The Stakes for Virginia's Cannabis Industry
The consequences of inaction extend beyond politics. Jushi Holdings, a multistate cannabis operator, publicly announced it is pausing planned Virginia cannabis operations following the veto. Other operators watching from the sidelines have signaled similar hesitation.
Virginia's existing medical cannabis operators, who were expected to gain first-mover advantage in the retail market, are operating with thinning margins and limited patient counts. Without retail expansion, several face financial pressure.
Meanwhile, the illicit market thrives. Gifting operations — where consumers technically purchase a non-cannabis product and receive cannabis as a "gift" — have proliferated across Northern Virginia, Richmond, and Hampton Roads. Law enforcement has struggled to shut them down, and consumers face quality and safety risks that a regulated market would address.
What Other States Can Learn
Virginia's situation illustrates a growing pattern in cannabis policy: legalization without commercialization creates a governance gap that benefits no one except the unregulated market. Oregon, Vermont, and the District of Columbia all experienced similar delays between possession legalization and retail launch, and each saw illicit market entrenchment during the gap.

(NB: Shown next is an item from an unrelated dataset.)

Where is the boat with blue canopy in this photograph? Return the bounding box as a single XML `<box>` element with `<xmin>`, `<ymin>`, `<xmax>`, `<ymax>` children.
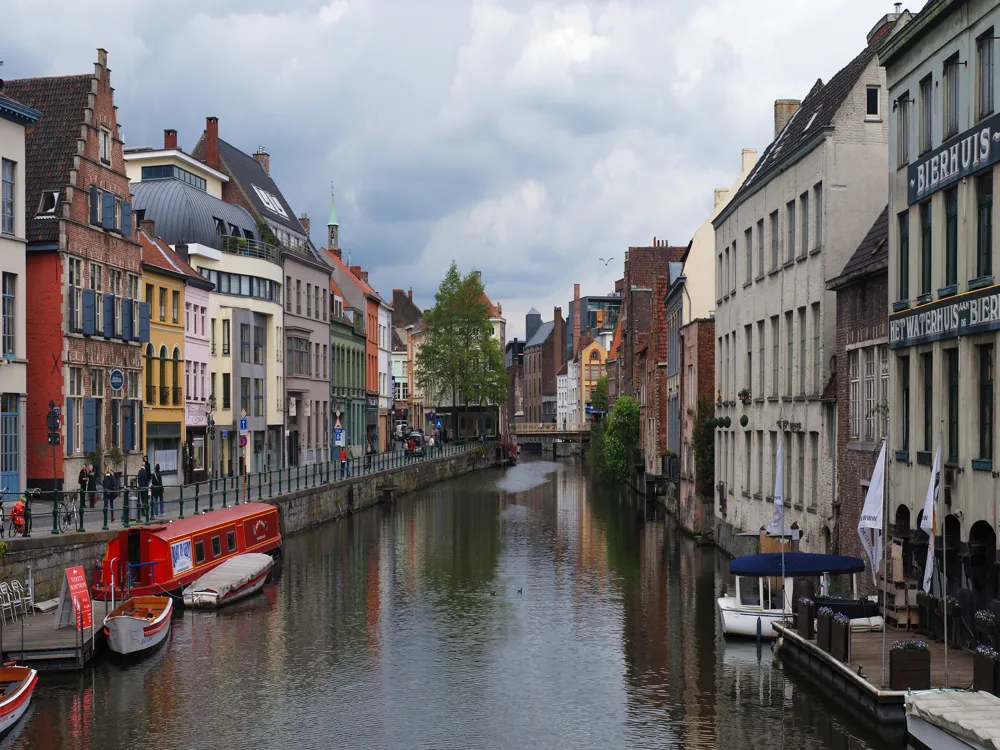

The difference in Virginia is duration. Five years without a legal point of sale is the longest gap of any state that has legalized adult-use possession.
What Happens Next
The next three weeks will determine whether Virginia joins the 24 states with active retail cannabis markets or remains stuck in its half-legalized status quo. Budget negotiations are inherently unpredictable, and adding a politically charged issue like cannabis retail makes the outcome even less certain.
If the budget includes retail provisions, Virginia could see its first licensed sales by mid-to-late 2027. If it does not, advocates will likely have to wait until the 2027 legislative session to try again — adding another year to what is already the longest wait in American cannabis legalization history.
For now, Virginians can legally possess cannabis. They just cannot legally buy it anywhere. And that contradiction, more than any policy debate, is what makes the June 30 deadline matter.